Hay R T
EMBO J. 1985 Feb;4(2):421-6. doi: 10.1002/j.1460-2075.1985.tb03645.x.
Adenovirus mini-chromosomes which contain two cloned, inverted adenovirus termini replicate in vivo when supplied with non-defective adenovirus as a helper. This system has been used to define the minimum cis acting DNA sequences required for adenovirus DNA replication in vivo. Deletions into each end of the adenovirus inverted terminal repeat (ITR) were generated with Bal31 exonuclease and the resulting molecules constructed into plasmids which contained two inverted copies of the deleted ITR separated by the bacterial neomycin phosphotransferase gene. To determine the effect of the deletion in vivo plasmids cleaved to expose the adenovirus termini were co-transfected with adenovirus type 2 DNA into tissue culture cells. The replicative ability of the molecules bearing adenovirus termini was assayed by Southern blotting of extracted DNA which had been treated with DpnI, a restriction enzyme which cleaves only methylated and therefore unreplicated, input DNA. Molecules containing the terminal 45 bp of the viral genome were fully active whereas molecules containing only 36 bp were in-active in this assay. Therefore sequences required for DNA replication are contained entirely within the terminal 45 bp of the viral genome. Thus, both the previously described highly conserved region (nucleotides 9-18) and the binding site for the cellular nuclear factor I (nucleotides 19-48) are essential for adenovirus DNA replication in vivo.

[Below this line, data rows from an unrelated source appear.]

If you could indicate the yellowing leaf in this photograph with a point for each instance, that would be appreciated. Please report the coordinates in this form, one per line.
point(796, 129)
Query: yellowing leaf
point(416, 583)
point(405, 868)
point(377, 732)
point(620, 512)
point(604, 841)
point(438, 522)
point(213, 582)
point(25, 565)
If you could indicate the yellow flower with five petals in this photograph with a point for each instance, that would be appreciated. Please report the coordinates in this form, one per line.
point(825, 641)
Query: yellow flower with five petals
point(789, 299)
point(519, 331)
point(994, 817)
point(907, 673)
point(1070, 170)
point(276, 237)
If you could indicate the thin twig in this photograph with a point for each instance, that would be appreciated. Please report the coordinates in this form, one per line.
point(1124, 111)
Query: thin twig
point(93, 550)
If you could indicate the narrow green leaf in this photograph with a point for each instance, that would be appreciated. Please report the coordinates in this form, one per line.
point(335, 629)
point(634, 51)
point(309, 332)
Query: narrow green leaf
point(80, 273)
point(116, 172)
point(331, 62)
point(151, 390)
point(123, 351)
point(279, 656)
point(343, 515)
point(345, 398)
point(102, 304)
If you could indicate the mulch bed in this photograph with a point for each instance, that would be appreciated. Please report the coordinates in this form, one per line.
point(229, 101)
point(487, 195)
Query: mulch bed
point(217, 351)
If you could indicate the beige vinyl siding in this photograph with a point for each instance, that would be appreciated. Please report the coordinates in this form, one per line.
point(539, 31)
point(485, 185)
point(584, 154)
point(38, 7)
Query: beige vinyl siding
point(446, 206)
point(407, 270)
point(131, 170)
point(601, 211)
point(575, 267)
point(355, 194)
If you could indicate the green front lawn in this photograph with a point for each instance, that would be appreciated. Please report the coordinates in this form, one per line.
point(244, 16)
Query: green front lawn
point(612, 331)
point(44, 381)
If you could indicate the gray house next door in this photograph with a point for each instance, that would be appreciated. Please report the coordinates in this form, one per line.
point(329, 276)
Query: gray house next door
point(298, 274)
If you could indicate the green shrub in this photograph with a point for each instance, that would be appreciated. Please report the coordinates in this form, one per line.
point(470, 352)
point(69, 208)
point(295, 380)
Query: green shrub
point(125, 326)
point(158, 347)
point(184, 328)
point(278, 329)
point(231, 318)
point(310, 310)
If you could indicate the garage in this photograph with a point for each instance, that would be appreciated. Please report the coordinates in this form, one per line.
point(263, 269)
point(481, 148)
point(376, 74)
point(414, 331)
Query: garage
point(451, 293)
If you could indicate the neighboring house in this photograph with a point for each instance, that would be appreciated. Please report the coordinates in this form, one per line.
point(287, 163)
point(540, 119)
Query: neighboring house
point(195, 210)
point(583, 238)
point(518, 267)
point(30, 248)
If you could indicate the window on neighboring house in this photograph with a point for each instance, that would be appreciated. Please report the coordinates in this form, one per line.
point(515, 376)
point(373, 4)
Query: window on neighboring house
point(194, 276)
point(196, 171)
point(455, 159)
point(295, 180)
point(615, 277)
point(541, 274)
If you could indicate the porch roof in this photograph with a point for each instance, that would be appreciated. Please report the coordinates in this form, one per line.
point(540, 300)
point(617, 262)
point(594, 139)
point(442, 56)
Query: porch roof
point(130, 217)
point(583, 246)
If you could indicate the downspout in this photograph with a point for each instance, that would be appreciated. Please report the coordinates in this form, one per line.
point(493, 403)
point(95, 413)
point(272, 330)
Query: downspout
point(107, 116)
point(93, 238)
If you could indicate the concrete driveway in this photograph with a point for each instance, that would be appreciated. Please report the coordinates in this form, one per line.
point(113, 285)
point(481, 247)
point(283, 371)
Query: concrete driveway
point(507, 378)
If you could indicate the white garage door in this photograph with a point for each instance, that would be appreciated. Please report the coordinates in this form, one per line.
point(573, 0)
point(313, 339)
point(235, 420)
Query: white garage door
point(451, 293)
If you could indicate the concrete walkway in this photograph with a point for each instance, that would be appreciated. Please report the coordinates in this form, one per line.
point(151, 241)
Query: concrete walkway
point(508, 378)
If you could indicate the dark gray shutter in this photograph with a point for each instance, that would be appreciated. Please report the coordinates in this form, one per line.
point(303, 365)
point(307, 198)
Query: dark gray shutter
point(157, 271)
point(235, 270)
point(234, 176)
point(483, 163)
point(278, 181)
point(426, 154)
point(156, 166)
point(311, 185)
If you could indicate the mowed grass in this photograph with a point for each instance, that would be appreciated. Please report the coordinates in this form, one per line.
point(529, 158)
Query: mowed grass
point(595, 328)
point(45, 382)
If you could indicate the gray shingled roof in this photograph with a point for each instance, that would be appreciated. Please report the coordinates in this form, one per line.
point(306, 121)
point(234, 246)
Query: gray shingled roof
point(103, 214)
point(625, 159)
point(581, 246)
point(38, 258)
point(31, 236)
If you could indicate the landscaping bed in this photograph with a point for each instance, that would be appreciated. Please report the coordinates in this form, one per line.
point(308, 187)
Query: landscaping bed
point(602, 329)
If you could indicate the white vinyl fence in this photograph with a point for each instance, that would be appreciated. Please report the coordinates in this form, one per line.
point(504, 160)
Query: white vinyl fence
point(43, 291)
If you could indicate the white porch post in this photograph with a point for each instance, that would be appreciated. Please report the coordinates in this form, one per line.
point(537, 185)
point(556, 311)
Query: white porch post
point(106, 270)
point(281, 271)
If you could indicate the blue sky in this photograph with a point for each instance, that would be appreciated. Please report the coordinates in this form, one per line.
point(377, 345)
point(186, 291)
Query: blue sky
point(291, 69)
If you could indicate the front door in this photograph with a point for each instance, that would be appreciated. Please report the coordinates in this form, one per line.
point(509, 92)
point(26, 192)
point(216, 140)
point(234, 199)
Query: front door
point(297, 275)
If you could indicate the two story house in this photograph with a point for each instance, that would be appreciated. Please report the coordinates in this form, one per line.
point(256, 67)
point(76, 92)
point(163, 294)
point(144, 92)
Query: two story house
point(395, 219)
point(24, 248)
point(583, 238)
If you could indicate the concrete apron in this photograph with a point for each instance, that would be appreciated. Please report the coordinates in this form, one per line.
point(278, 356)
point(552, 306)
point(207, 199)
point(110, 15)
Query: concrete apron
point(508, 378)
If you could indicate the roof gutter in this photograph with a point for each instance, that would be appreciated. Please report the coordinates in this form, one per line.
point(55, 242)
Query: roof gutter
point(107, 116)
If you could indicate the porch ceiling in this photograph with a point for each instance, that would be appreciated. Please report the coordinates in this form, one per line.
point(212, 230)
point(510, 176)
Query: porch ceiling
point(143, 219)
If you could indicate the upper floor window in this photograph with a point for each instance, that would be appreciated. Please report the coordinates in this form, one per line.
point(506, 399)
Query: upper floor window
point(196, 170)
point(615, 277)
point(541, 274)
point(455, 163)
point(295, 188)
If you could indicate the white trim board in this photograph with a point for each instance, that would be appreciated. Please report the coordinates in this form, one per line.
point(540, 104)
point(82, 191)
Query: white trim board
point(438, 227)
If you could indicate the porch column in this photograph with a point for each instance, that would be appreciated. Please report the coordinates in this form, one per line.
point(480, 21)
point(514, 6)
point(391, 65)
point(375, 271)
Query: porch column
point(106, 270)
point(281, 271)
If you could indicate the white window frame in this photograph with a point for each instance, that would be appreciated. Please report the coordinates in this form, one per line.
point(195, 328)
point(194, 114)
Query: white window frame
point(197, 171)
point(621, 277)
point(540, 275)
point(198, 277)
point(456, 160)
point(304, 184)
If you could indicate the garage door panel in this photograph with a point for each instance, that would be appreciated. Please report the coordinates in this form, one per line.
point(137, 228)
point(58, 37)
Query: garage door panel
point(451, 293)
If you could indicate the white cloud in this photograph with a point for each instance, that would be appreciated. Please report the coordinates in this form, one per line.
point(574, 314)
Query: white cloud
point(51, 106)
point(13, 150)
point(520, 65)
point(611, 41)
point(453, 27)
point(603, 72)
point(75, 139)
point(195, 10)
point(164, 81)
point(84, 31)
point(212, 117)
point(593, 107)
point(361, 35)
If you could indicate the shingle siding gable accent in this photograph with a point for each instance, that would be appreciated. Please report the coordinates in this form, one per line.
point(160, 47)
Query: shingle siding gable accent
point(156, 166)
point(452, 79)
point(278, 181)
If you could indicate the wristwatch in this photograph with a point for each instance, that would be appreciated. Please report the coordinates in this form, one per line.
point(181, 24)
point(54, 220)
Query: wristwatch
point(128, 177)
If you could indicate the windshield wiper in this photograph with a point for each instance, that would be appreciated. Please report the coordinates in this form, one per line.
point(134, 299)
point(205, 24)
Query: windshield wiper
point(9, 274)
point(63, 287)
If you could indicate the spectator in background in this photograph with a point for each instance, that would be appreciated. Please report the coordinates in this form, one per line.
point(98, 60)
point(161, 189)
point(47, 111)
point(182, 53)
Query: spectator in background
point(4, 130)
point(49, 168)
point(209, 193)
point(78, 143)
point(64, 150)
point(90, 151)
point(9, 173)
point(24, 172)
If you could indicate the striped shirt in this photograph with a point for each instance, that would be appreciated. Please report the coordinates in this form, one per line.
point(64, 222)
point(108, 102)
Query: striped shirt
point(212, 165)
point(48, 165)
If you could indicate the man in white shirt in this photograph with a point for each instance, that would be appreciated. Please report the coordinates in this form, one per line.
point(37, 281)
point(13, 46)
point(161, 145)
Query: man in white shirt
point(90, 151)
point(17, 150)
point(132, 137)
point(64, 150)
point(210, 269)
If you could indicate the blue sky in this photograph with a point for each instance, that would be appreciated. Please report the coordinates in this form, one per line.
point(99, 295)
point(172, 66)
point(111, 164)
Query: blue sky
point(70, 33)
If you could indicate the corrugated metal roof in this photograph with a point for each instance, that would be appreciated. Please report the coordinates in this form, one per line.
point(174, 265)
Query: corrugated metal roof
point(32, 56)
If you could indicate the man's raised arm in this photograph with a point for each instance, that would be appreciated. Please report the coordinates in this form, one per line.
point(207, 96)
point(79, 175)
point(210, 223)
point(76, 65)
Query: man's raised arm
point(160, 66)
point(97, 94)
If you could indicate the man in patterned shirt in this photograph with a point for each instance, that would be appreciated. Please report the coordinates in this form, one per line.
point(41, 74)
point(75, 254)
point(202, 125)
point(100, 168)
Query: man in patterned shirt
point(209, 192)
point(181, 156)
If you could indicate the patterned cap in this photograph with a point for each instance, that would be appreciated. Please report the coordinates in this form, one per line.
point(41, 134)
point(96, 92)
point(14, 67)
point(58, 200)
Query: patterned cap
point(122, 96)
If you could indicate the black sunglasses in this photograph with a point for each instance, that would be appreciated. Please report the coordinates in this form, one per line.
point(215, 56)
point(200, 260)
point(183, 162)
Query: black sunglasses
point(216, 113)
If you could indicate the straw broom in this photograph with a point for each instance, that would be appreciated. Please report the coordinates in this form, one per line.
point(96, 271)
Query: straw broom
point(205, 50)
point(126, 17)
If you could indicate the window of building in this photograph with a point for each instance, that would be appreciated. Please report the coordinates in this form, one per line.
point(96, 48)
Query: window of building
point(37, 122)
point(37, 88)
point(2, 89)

当提供无缺陷腺病毒作为辅助病毒时,含有两个克隆的反向腺病毒末端的腺病毒微型染色体可在体内复制。该系统已被用于确定腺病毒DNA在体内复制所需的最小顺式作用DNA序列。用Bal31核酸外切酶对腺病毒反向末端重复序列(ITR)的两端进行缺失,并将所得分子构建到质粒中,该质粒包含由细菌新霉素磷酸转移酶基因隔开的两个缺失ITR的反向拷贝。为了确定缺失在体内的影响,将切割以暴露腺病毒末端的质粒与2型腺病毒DNA共转染到组织培养细胞中。通过对经DpnI处理的提取DNA进行Southern印迹分析来检测带有腺病毒末端的分子的复制能力,DpnI是一种仅切割甲基化且因此未复制的输入DNA的限制性酶。含有病毒基因组末端45bp的分子在该试验中具有完全活性,而仅含有36bp的分子则无活性。因此,DNA复制所需的序列完全包含在病毒基因组的末端45bp内。因此,先前描述的高度保守区域(核苷酸9 - 18)和细胞核因子I的结合位点(核苷酸19 - 48)对于腺病毒DNA在体内的复制都是必不可少的。